ALBERICO da Rosate (o Rosciate)
Giurista; morì nel 1354. Discepolo del cremonese Riccardo Malombra, fu più un pratico che un teorico e un docente di diritto. Romanista convinto, così da sostenere che la parola ius si dovesse riferire soltanto al diritto romano, scrisse ampî commentarî al Digesto e al Codice, che sembrano, nella forma se non nella sostanza, addizioni alla glossa, e un Dictionarium iuris, dove, nonostante gli avvertimenti del maestro, fece larga parte alla scienza francese (per quanto di essa forse non avesse diretta conoscenza) e a quel metodo d'indagine e d'insegnamento.
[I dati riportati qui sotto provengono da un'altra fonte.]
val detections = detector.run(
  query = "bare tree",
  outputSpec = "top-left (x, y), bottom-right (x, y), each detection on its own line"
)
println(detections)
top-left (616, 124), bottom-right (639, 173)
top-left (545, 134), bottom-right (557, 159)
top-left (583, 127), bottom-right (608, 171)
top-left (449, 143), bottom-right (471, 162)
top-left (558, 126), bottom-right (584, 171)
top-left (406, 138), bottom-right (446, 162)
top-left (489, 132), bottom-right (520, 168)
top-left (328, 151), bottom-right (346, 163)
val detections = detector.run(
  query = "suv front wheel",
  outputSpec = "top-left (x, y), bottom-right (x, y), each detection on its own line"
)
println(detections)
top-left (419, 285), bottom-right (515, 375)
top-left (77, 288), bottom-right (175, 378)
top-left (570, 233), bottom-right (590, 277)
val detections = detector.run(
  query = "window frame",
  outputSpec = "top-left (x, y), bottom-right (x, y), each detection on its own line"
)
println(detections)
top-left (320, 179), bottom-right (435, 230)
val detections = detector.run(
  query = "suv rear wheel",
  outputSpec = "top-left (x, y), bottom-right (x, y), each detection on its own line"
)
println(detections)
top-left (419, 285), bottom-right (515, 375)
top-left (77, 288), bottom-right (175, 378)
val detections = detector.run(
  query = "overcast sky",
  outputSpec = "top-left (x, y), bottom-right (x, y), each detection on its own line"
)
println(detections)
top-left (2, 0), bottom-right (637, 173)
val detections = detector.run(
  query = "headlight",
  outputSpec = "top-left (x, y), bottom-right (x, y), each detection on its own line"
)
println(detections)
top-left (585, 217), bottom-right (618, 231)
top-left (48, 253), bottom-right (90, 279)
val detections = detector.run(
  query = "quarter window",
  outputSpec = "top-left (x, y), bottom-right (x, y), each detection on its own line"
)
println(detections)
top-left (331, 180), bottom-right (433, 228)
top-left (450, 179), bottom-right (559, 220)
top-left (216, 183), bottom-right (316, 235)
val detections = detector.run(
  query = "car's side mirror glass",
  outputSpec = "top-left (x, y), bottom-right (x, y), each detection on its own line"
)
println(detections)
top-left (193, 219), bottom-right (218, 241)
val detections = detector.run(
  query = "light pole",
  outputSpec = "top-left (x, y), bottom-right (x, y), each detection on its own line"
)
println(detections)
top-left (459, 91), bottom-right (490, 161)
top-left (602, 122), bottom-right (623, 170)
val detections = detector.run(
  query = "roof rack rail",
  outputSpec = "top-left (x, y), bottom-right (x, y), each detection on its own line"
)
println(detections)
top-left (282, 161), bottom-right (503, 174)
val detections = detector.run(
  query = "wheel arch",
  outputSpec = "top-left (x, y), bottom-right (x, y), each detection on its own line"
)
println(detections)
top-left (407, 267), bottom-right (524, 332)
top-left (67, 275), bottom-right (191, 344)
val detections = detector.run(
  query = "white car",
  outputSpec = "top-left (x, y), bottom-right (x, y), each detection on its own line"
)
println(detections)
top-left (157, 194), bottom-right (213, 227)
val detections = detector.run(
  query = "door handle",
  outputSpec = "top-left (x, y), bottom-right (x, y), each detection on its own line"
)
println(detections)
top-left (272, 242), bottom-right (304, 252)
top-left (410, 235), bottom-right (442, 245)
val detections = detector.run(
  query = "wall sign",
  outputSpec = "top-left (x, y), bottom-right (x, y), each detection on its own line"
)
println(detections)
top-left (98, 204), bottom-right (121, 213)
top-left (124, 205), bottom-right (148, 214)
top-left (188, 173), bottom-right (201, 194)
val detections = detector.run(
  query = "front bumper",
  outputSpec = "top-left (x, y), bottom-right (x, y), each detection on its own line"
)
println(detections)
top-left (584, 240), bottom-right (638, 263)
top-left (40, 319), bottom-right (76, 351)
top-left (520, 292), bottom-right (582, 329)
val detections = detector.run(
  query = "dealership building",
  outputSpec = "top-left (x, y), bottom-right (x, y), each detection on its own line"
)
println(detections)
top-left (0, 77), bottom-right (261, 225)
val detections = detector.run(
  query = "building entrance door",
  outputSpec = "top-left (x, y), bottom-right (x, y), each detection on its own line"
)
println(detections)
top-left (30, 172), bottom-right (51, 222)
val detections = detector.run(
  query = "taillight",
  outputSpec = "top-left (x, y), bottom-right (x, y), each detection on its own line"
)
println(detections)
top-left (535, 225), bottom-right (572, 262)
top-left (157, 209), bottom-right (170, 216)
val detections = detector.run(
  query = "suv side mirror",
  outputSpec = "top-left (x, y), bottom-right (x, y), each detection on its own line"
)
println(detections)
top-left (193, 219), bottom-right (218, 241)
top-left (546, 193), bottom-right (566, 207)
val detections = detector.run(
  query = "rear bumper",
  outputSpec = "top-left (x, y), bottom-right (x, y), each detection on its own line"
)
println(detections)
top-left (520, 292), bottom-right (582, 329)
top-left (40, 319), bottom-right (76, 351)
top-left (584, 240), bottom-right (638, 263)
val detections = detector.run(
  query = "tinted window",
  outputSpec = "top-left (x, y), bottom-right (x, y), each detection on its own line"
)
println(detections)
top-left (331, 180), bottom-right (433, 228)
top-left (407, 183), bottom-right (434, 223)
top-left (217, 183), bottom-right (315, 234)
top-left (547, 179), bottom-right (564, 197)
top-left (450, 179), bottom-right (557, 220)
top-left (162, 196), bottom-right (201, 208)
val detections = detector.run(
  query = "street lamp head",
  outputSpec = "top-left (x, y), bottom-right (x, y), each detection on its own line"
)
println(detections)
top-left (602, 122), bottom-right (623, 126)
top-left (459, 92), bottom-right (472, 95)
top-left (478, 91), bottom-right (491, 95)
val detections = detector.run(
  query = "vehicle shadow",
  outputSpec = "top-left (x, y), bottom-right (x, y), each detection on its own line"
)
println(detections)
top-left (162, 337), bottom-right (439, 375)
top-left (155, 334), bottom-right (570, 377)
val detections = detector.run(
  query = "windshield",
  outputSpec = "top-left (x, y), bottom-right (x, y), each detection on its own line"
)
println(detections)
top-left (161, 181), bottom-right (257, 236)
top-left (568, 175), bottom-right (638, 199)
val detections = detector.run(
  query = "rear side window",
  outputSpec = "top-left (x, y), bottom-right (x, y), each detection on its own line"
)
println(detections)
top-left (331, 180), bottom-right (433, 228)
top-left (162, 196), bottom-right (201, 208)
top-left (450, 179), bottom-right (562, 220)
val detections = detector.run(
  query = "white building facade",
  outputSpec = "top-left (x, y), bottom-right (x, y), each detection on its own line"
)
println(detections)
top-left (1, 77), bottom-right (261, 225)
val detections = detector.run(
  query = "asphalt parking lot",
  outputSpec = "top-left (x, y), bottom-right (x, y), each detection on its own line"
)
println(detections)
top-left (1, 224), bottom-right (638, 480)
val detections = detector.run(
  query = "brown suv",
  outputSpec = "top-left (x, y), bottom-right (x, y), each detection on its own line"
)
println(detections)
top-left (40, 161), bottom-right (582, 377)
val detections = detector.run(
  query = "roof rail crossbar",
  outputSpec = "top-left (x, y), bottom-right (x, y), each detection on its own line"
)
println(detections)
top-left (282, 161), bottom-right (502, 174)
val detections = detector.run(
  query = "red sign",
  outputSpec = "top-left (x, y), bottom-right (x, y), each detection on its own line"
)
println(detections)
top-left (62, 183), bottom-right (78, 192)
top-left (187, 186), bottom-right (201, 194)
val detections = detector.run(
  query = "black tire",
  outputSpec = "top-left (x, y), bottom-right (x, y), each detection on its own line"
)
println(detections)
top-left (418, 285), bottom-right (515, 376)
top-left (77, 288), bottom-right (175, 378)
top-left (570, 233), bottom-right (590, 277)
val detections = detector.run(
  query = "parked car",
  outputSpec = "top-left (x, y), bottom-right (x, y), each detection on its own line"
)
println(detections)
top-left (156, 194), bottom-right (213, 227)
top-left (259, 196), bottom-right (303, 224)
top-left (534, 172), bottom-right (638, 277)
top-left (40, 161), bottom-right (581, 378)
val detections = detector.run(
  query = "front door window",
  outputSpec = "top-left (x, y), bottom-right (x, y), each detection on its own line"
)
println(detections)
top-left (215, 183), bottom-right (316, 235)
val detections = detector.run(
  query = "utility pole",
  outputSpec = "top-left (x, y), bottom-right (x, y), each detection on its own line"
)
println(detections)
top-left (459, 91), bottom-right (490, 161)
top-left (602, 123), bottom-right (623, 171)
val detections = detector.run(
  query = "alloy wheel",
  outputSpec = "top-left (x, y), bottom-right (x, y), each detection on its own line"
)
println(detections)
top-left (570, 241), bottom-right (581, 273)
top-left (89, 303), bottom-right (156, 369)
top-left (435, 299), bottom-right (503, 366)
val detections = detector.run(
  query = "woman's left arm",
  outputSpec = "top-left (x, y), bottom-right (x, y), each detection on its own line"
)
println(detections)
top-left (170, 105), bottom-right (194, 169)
Si occupò largamente di questioni statutarie, sia cooperando direttamente alla riforma di raccolte statutarie, come a quella di Bergamo; sia scrivendo l'opera sua principale, Opus statutorum, il primo lavoro dove, con larghe vedute e con pratica efficacia, si siano discussi il problema della formazione della legge nei tre principali momenti (propositio, consultatio e reformatio) e il fondamento, la forma e l'efficacia delle leggi statutarie. I suoi commenti ebbero molte edizioni (Reggio 1484; Parma 1499; Milano 1492; Pavia 1504; Lione 1517, 1534 e 1545).
Bibl.: K. F. v. Savigny, Storia del diritto romano nel Medio Evo, trad. E. Bollati, II, Torino 1857, pag. 625; A. Salvioni, Intorno ad Alberico da Rosciate, Bergamo 1842; A. Fiammazzo, Il commento dantesco di Alberico da Rosciate, Bergamo 1895. Una sua defensionale, in C. Capasso, La signoria viscontea e la lotta politico-religiosa con il papato nella prima metà del secolo XVI, in Boll. soc. pavese di st. patria, VII (1908), p. 317 segg.; E. Besta, in Del Giudice, Storia del diritto italiano, I, Milano 1925, pp. 22, 475, 482, 507, 514, 850.